The company’s pioneering work has made EnGeneIC an employer of value. "A lot of young people just out of university knock on our door to get a job," Himanshu says. "They come to us with a passion to be at the forefront where research will actually help people in desperate situations."
Research has ramped up in recent times, with the EDV platform showing promising results against COVID-19. "We’ve been hard at work on inventing a COVID EDV vaccine, which is already proving effective against all the strains," Jennifer says. "I think we’ve been fairly one-tracked with our idea, which is to make EDV as robust and as fabulous and as multifaceted as possible, and we’ve never wavered from that."
If you train the immune system to recognise cancer cells, then the patient’s own immune cells can take them out. – Himanshu Brahmbhatt
The platform has also attracted investors keen to get on the ground floor of the next big thing in biopharma. "Himanshu and I have been in fundraising mode for the last two years," Jennifer says. "We’ve learned we’re the only people who can raise money since we know the story best and it’s not simple. But investors always want to talk to us."

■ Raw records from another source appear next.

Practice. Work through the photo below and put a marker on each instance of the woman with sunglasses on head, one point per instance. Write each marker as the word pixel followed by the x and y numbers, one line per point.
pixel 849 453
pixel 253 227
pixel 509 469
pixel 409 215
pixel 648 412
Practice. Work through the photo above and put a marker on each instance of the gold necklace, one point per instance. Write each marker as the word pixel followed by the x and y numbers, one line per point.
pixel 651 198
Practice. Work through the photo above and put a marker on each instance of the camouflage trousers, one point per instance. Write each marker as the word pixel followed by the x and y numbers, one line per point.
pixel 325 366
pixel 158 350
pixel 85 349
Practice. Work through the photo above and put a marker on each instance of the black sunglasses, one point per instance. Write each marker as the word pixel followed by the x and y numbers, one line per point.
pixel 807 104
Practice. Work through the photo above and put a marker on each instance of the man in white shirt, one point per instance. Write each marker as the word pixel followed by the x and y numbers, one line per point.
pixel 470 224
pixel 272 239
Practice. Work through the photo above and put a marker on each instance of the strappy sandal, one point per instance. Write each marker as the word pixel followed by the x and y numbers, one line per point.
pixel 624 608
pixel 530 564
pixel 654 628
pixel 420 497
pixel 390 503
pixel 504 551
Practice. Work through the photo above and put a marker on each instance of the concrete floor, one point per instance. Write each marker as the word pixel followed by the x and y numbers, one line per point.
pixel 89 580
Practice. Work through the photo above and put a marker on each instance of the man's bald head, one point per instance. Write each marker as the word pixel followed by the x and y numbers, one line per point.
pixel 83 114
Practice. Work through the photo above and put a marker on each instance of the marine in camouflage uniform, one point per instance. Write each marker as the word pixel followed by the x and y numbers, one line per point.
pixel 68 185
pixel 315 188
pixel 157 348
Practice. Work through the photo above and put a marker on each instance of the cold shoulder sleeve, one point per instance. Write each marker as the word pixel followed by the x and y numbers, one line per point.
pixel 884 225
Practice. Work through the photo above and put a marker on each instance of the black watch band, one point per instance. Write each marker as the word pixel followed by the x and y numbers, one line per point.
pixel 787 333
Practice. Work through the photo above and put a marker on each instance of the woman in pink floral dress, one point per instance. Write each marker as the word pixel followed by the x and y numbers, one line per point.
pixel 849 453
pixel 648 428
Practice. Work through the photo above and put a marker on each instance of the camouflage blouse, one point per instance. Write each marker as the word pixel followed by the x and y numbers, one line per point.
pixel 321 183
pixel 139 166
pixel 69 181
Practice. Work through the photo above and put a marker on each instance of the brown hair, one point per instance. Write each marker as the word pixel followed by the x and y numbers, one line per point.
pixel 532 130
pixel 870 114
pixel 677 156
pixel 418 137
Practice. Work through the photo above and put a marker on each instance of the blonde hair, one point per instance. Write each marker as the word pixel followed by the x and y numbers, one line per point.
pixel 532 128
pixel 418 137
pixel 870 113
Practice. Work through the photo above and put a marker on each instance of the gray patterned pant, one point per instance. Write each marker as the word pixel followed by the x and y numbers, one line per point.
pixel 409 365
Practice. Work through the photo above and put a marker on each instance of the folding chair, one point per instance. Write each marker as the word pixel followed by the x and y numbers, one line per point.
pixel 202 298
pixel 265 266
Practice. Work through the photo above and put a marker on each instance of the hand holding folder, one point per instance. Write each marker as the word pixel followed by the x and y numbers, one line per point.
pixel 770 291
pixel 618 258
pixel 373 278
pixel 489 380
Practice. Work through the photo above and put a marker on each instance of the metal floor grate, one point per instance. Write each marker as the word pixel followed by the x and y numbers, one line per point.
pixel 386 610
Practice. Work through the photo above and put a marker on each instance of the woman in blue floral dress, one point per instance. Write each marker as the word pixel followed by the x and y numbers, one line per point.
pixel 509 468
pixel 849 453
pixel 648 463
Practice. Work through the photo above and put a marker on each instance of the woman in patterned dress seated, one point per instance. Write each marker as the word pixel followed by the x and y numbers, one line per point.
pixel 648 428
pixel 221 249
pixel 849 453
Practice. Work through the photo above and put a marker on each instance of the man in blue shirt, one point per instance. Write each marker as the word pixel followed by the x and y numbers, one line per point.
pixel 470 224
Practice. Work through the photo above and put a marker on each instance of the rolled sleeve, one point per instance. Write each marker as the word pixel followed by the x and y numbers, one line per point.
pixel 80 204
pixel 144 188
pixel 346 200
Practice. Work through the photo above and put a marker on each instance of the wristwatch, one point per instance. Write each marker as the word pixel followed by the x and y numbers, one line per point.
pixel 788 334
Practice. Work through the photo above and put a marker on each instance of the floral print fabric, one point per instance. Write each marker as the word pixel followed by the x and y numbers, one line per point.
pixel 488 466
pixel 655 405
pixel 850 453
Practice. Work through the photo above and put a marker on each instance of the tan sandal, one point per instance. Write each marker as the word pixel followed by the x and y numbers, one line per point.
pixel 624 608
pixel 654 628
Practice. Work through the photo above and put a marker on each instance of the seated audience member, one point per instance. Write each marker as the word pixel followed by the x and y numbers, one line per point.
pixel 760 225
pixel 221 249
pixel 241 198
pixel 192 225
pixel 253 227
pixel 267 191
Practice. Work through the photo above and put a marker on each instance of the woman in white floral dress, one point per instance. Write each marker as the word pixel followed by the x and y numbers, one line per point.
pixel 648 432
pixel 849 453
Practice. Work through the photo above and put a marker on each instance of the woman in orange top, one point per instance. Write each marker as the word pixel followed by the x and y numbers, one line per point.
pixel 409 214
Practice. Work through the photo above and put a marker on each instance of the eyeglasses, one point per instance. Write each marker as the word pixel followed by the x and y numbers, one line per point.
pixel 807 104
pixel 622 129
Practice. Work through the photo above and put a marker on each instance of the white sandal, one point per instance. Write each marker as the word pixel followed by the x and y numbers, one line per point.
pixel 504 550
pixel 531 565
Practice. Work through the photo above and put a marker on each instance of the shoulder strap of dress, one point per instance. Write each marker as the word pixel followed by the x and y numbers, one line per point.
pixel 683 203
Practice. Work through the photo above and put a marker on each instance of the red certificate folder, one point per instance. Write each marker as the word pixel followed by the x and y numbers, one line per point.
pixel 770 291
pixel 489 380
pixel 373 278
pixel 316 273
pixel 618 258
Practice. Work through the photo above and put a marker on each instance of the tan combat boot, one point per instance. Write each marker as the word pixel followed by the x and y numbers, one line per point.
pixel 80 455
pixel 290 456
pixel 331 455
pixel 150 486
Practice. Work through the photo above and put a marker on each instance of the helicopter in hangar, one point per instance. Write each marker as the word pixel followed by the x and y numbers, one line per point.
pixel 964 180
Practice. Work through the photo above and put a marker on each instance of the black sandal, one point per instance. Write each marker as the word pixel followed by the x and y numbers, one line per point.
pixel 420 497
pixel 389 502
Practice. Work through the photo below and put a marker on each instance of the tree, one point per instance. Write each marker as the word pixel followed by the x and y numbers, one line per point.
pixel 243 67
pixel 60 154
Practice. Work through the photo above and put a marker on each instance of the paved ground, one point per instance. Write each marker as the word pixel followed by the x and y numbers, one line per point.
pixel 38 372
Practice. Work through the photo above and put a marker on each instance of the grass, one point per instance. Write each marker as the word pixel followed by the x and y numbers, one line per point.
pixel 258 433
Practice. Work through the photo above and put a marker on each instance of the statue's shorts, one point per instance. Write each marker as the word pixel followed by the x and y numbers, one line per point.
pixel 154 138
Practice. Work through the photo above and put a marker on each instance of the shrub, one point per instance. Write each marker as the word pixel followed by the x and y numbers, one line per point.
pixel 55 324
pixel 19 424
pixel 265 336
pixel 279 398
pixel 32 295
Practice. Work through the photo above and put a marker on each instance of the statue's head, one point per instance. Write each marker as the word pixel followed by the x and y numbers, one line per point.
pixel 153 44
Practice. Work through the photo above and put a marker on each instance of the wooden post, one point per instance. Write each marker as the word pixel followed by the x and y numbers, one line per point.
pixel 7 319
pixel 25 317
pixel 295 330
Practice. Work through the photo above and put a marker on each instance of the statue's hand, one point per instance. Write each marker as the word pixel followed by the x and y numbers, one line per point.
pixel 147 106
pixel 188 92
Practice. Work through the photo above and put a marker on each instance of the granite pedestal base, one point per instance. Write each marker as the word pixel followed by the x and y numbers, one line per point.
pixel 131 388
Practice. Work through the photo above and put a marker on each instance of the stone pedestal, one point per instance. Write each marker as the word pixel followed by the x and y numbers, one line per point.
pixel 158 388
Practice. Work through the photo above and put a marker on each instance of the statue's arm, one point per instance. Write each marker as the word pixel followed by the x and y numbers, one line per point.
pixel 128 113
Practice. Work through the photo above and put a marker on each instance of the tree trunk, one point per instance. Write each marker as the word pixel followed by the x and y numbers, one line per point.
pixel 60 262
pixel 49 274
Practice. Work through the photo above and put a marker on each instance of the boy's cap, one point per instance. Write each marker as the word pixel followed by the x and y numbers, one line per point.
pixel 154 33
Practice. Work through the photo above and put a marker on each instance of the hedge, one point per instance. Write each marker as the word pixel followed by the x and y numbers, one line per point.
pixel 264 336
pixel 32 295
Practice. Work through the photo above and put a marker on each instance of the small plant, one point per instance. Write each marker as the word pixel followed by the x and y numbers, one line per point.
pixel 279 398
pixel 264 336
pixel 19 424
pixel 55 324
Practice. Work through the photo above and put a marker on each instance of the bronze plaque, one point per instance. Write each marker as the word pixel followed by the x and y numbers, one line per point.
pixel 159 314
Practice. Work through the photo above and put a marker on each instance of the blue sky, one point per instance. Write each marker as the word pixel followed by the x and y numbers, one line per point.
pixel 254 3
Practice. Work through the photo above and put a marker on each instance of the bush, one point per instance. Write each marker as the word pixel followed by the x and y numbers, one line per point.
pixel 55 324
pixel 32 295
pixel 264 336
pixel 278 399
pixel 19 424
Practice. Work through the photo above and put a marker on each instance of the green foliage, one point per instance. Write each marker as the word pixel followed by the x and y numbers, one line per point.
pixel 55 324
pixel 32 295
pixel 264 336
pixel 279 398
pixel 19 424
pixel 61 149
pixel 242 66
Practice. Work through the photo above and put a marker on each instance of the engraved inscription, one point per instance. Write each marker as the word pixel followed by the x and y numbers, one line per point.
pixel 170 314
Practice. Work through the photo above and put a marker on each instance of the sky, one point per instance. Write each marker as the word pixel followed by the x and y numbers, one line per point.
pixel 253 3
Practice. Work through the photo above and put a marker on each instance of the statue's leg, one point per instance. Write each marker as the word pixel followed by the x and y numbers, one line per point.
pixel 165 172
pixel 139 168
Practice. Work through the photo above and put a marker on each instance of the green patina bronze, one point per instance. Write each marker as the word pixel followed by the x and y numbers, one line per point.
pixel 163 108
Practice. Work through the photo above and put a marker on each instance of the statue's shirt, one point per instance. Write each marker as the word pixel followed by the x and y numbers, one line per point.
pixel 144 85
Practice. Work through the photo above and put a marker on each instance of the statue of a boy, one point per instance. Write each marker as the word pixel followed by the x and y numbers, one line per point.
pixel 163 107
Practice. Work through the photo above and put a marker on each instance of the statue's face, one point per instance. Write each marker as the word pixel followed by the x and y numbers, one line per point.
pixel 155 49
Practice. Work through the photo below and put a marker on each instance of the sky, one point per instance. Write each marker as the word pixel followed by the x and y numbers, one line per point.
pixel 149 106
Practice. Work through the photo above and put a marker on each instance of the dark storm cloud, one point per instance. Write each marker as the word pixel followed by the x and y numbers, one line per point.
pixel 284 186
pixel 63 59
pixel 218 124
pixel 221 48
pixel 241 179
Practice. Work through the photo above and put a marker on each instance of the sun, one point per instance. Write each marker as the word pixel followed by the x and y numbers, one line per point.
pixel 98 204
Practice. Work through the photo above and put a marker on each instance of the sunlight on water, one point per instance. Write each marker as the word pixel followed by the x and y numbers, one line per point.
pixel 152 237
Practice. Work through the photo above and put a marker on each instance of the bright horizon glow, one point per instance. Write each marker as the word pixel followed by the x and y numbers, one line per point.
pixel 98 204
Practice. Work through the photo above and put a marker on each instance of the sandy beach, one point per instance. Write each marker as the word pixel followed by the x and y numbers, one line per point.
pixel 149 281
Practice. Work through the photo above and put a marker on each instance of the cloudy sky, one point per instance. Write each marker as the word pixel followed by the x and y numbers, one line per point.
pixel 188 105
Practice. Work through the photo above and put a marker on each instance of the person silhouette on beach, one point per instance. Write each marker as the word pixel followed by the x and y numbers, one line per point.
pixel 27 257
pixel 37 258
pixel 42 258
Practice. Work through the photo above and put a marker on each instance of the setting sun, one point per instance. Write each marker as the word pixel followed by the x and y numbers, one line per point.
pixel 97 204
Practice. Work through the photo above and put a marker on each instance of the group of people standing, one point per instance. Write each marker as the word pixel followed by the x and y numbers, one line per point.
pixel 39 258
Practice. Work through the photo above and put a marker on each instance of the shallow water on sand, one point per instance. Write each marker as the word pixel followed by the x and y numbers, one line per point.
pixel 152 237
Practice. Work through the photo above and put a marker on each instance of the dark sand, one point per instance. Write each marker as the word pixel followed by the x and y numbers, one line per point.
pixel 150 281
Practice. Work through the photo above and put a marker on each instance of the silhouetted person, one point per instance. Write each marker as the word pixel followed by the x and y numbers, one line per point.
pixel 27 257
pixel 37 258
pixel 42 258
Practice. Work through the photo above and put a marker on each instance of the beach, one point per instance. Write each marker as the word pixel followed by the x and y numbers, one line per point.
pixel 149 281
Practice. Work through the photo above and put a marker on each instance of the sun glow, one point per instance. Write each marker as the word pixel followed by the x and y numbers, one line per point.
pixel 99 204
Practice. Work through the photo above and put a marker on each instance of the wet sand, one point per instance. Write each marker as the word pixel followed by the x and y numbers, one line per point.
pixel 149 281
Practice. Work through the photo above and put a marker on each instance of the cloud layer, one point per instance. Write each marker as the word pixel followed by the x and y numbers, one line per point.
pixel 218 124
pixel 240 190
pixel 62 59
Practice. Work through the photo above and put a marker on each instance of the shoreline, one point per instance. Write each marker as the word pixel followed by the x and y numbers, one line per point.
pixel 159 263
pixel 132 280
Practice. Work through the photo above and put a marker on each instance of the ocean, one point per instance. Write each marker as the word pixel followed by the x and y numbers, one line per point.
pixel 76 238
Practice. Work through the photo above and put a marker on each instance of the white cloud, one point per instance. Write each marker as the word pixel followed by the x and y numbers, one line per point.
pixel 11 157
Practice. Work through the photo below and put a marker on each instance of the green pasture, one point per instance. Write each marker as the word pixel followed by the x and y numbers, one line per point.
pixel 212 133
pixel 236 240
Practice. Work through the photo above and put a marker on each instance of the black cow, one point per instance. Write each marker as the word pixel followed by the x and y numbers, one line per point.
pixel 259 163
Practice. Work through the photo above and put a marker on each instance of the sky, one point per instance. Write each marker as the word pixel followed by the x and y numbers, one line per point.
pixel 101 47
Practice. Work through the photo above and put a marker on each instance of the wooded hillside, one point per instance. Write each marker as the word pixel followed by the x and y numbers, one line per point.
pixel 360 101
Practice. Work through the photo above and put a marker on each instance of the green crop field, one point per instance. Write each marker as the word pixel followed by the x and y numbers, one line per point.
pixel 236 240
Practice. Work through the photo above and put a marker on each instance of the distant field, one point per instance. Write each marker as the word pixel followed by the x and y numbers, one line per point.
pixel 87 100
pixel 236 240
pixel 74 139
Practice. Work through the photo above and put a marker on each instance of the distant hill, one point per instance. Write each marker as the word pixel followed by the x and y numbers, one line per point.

Currently, EnGeneIC is negotiating a deal with a big US biotech firm, which Jennifer and Himanshu hope will take the company to the next level. "We’ve worked hard to drive value for a stellar public listing," Himanshu says. "This US deal would propel us towards a commercial outcome and shareholder returns."
Working with technology that has never been deployed in the clinic has been a tough call, and developing that technology even more so. As EnGeneIC continues down the path less travelled, Jennifer says the secret to managing the weight of it is being open and available. "We’re both consultative and make joint decisions," she says.
"We both share the same vision," Himanshu adds. "It’s important to believe in yourself and to not let naysayers sway you from your true path."